Most of the calories used come from carbohydrate stored in the muscle and liver as glycogen. Although our body fat levels could sustain several marathons back to back, our glycogen stores (the main source of fuel for running long distances) can quickly run out. They need topping up with isotonic, carb-containing sports drinks, gels and bars throughout the marathon distance – so you are consuming calories as well as using them up. Still, by the end of a marathon runners do typically weigh 4-5kg less. “Much of this will be fluid,” Brewer says. “And you will likely regain most of that when you drink, eat and refuel over the coming hours and days.”
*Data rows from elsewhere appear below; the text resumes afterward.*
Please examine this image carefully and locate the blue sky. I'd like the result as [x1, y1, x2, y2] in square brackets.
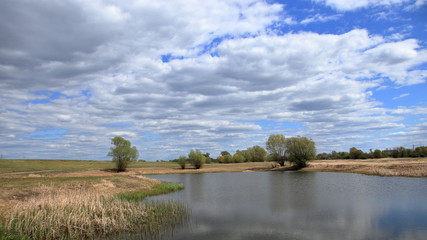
[0, 0, 427, 160]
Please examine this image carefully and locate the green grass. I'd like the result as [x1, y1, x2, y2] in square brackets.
[117, 182, 184, 201]
[0, 227, 29, 240]
[0, 175, 123, 190]
[0, 159, 114, 173]
[0, 159, 178, 173]
[0, 190, 188, 239]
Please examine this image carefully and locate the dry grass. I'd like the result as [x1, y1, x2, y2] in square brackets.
[6, 190, 147, 239]
[4, 181, 187, 239]
[304, 158, 427, 177]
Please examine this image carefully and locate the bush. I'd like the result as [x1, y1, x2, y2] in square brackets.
[108, 136, 139, 172]
[178, 156, 187, 169]
[286, 137, 316, 168]
[188, 150, 206, 169]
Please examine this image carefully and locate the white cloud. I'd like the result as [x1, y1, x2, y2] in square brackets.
[301, 14, 342, 24]
[393, 93, 410, 100]
[0, 0, 427, 160]
[315, 0, 411, 11]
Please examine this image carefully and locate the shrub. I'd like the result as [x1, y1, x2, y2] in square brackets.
[188, 149, 206, 169]
[178, 156, 187, 169]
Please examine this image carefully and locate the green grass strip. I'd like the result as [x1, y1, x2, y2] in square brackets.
[117, 182, 184, 201]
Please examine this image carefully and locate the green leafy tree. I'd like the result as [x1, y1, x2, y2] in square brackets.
[203, 153, 213, 164]
[108, 136, 139, 172]
[286, 137, 316, 168]
[222, 155, 233, 163]
[221, 151, 231, 156]
[349, 147, 366, 159]
[373, 149, 382, 158]
[178, 156, 187, 169]
[188, 149, 206, 169]
[265, 134, 286, 166]
[251, 145, 267, 162]
[233, 153, 245, 163]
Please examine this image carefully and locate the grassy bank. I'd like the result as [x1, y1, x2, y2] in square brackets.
[0, 175, 188, 239]
[5, 190, 186, 239]
[303, 158, 427, 177]
[117, 182, 184, 201]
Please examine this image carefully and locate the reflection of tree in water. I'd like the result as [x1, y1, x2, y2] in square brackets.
[269, 172, 316, 212]
[191, 174, 206, 201]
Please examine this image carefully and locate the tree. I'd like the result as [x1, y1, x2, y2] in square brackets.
[221, 151, 231, 156]
[203, 153, 213, 164]
[251, 145, 267, 162]
[188, 149, 206, 169]
[108, 136, 139, 172]
[286, 137, 316, 168]
[233, 153, 245, 163]
[265, 134, 286, 166]
[373, 149, 382, 158]
[222, 154, 233, 163]
[349, 147, 366, 159]
[178, 156, 187, 169]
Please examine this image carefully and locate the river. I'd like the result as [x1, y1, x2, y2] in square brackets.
[149, 172, 427, 240]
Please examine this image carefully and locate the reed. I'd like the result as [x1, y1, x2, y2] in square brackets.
[5, 190, 187, 239]
[117, 182, 184, 201]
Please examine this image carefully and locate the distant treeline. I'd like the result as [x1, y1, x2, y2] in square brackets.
[317, 146, 427, 160]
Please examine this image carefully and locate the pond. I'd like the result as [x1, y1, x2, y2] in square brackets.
[150, 172, 427, 240]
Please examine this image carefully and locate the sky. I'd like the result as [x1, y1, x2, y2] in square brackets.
[0, 0, 427, 161]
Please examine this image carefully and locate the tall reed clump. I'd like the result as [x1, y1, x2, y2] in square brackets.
[5, 188, 187, 239]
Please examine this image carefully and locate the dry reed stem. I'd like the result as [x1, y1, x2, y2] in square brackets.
[6, 189, 147, 239]
[306, 159, 427, 177]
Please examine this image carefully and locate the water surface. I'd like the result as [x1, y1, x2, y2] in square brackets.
[150, 172, 427, 240]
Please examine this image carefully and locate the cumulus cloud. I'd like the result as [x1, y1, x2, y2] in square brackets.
[315, 0, 411, 11]
[0, 0, 427, 160]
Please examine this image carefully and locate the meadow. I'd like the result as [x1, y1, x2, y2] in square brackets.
[0, 158, 427, 239]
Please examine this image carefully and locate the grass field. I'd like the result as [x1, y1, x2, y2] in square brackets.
[0, 158, 427, 239]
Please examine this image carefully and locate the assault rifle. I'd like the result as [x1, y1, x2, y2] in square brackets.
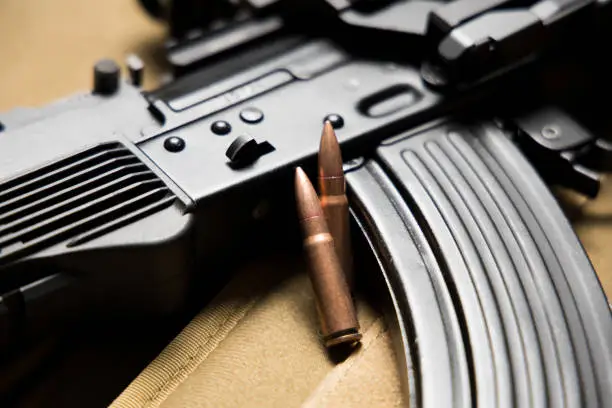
[0, 0, 612, 407]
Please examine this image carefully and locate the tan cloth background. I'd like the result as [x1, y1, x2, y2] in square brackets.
[0, 0, 612, 407]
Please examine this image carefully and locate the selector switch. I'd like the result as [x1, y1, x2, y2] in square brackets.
[225, 135, 274, 168]
[225, 135, 257, 163]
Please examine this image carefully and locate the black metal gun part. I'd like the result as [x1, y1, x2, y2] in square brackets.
[347, 121, 612, 407]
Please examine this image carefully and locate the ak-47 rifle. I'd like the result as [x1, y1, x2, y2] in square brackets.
[0, 0, 612, 407]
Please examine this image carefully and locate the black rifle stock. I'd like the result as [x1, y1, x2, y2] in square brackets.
[0, 0, 612, 407]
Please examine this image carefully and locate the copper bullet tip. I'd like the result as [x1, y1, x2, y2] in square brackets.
[295, 167, 323, 221]
[319, 120, 344, 178]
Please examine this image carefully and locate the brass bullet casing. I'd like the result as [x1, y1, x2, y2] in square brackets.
[319, 121, 354, 291]
[295, 167, 361, 347]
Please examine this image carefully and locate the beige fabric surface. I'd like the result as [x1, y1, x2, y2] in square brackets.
[112, 255, 402, 408]
[0, 0, 612, 407]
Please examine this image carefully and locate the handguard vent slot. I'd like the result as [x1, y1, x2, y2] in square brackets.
[0, 142, 175, 263]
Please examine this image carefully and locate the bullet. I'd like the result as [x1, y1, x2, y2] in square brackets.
[295, 167, 361, 347]
[319, 121, 354, 290]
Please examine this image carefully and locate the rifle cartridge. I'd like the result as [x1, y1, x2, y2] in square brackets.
[295, 167, 361, 347]
[319, 121, 354, 291]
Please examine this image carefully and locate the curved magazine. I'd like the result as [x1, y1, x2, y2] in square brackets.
[347, 123, 612, 407]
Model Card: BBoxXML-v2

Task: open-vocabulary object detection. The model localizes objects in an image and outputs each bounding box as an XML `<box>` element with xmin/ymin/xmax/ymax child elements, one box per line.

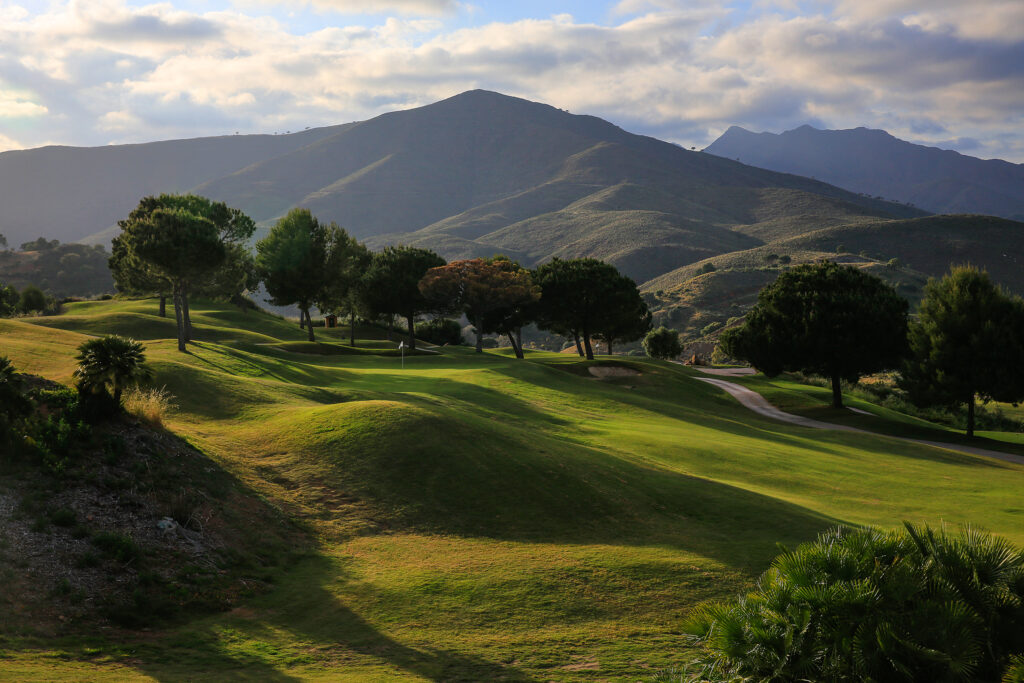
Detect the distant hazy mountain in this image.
<box><xmin>0</xmin><ymin>126</ymin><xmax>344</xmax><ymax>247</ymax></box>
<box><xmin>705</xmin><ymin>126</ymin><xmax>1024</xmax><ymax>220</ymax></box>
<box><xmin>0</xmin><ymin>90</ymin><xmax>923</xmax><ymax>281</ymax></box>
<box><xmin>192</xmin><ymin>90</ymin><xmax>920</xmax><ymax>281</ymax></box>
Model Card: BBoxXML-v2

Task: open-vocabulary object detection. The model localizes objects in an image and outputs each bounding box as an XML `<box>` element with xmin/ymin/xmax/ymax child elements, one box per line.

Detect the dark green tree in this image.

You will become a more efficient breather
The strain on the respiratory system during a long-distance running event is immense. Sitting on the sofa we might take about 12 breaths a minute, but that rises to about 40 breaths a minute in and out of a marathon runner’s lungs.
“As soon as you start running, there is an immediate hike in heart rate and breathing frequency,” Brewer says. “Not only do you breathe faster, but the ‘tidal volume’ – the amount of air travelling in and out of your lungs – also increases as your body provides more blood and oxygen to its hardworking muscles.”
Exercise physiologists estimate that marathon runners inhale and exhale about 18,000 litres of air, more than a sedentary person would breathe over two full days. “Runners become more efficient breathers over time and we tend to adopt the intensity and type of breathing we need to suit our pace and speed,” Brewer says. “Trying to force changes in breathing patterns can make running feel more like hard work, so just breathe as naturally as you can.”
Sweat is lost at rates of one to three litres an hour
Body heat rises steadily when we run. Without the body’s in-built cooling mechanism of sweating we would quickly hit intolerable heat levels.
“Sweat can evaporate from the skin at rates of one to two litres an hour, and up to three litres an hour in hot and humid conditions. We also lose moisture with every breath we exhale, even on colder days,” Brewer says. “While runners need to sweat to avoid a rise in core temperature, the loss of body fluid can affect physical and mental performance.”
Once 2 per cent of body weight is lost through sweat it can lead to significant effects of dehydration such as confusion, headaches, cramps, fatigue and dizziness. “This could arise in less than an hour for some people,” Brewer says.